The state will require mandatory online tracking of ventilators and other key medical equipment, Gov. Mike DeWine said, also indicating he might extend the statewide stay-at-home order that's set to expire at 11:59 p.m. April 6.
“We cannot let this monster up. We have to keep battling it,” DeWine said Tuesday. The governor ordered Ohioans to stay home for all but essential work and errands starting March 23.
The governor also said Tuesday the state prison system, which incarcerates 48,000 inmates, is reviewing case by case who could possibly be released early. Non-violent inmates, those close to the end of their sentences or prisoners who have health conditions that put them at high-risk could be released, he said.
DeWine added that Ohio would not release sex offenders or those convicted of serious crimes.
Ohio Department of Rehabilitation and Correction, which stopped visitors and volunteers from coming to prisons, has tested 21 inmates for possible coronavirus — 19 tested negative, two tests are pending. A staff member at Marion Correctional Institution tested positive and now all 2,539 prisoners there are in quarantine.
DeWine also announced that the Ohio Environmental Protection Agency is issuing an order prohibiting water shut offs statewide and requiring water systems reconnect service for customers shut off since Jan. 1. The order does not forgive water bills.
The Ohio Department of Health reported 2,199 confirmed cases of coronavirus infections, including 585 hospitalizations and 55 deaths. That’s an increase of nearly 14% over Monday, when there were 1,933 confirmed cases.
The DeWine administration divided Ohio into eight regions and assigned the Ohio National Guard to oversee the build out of increased hospital bed capacity to handle the expected surge in COVID-19 patients.
DeWine said he’ll provide on Wednesday an outline for each region and some details of what the build out will look like.

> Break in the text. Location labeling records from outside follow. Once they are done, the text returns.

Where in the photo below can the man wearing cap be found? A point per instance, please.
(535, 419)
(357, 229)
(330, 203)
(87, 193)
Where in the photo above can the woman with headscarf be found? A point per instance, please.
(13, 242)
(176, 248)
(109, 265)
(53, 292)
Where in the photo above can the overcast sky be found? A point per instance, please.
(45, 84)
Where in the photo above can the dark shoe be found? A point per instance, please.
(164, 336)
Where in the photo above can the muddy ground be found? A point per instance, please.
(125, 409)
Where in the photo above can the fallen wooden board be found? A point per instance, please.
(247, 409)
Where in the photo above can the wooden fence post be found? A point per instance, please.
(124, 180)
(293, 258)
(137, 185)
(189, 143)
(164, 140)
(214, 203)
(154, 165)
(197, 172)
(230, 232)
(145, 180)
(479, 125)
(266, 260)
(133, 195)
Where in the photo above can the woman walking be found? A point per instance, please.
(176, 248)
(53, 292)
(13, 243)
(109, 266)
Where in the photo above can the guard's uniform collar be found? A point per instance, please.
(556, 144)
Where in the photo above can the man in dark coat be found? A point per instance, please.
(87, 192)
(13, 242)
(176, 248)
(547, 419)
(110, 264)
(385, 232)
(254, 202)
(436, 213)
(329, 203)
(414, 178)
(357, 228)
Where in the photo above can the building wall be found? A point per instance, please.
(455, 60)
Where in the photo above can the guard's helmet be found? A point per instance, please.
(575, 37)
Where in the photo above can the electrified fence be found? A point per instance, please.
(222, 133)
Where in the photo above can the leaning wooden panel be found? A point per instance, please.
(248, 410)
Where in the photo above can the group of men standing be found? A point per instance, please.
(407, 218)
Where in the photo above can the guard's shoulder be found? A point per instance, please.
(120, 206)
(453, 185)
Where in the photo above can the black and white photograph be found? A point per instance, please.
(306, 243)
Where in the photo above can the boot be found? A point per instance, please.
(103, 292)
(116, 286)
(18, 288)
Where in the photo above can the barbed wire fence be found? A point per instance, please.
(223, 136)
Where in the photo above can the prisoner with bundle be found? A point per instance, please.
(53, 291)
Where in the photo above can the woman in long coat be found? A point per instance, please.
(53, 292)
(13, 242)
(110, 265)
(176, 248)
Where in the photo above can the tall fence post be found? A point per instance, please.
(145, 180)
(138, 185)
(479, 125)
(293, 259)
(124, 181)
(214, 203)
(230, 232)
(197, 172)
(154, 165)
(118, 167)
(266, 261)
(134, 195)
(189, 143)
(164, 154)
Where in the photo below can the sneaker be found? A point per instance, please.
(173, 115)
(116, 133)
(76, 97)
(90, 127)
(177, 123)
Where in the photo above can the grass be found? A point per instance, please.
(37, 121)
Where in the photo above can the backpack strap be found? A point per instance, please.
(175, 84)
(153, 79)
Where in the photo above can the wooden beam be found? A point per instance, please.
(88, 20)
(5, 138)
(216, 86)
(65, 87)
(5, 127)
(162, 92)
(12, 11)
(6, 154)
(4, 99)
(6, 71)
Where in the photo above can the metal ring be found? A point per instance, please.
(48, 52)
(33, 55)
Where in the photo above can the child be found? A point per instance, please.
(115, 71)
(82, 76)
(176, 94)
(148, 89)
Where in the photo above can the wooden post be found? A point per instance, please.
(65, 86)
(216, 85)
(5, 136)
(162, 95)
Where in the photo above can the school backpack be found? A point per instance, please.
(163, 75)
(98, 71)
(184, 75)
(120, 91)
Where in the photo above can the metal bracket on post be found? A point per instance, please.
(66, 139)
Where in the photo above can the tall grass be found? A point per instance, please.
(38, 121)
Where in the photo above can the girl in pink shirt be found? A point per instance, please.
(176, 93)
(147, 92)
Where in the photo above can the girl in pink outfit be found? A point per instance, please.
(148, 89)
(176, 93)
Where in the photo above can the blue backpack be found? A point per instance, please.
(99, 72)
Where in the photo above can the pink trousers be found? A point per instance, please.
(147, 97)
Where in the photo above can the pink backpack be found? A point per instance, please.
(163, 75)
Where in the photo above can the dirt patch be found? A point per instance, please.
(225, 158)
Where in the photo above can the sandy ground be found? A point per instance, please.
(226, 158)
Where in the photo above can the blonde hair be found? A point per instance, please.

Testing capacity is being stepped up as Battelle Memorial Institute and Ohio State University deploy a new testing system, Abbott Laboratories manufactures a new FDA-approved portable system and University of Cincinnati’s health system anticipates delivery of a machine from Roche that will allow a tenfold increase in testing.
U.S. Sen. Rob Portman, R-Cincinnati, said in a press call Tuesday that “everybody in Ohio needs to have access to these tests” and that expanded testing is the only way the state can measure its success or failure at slowing the virus.
Results from samples sent to private labs have been lagging as much as a week, prompting DeWine to ask doctors to send samples to the ODH lab, which can get results in under 24 hours.
“I don’t think it’s acceptable as we go through this crisis to be in a situation where we are waiting for five and six days," he said. "Unfortunately, that is what we are seeing from the outside labs that some of you have contracts with.”
DeWine added: “There is nothing wrong with the private labs. They do good work. But they are behind. We are not.”
Also on Tuesday, the ACLU of Ohio filed a lawsuit on behalf of League of Women Voters of Ohio and other voting rights groups challenging House Bill 197, which extends mail-in voting to April 28 after Ohio Department of Health Director Dr. Amy Acton signed a public health order closing polling places for the March 17 primary.
The groups contend that the process for requesting absentee ballots and sending them back is too cumbersome to accomplish in one month’s time and that Ohio should re-open voter registration.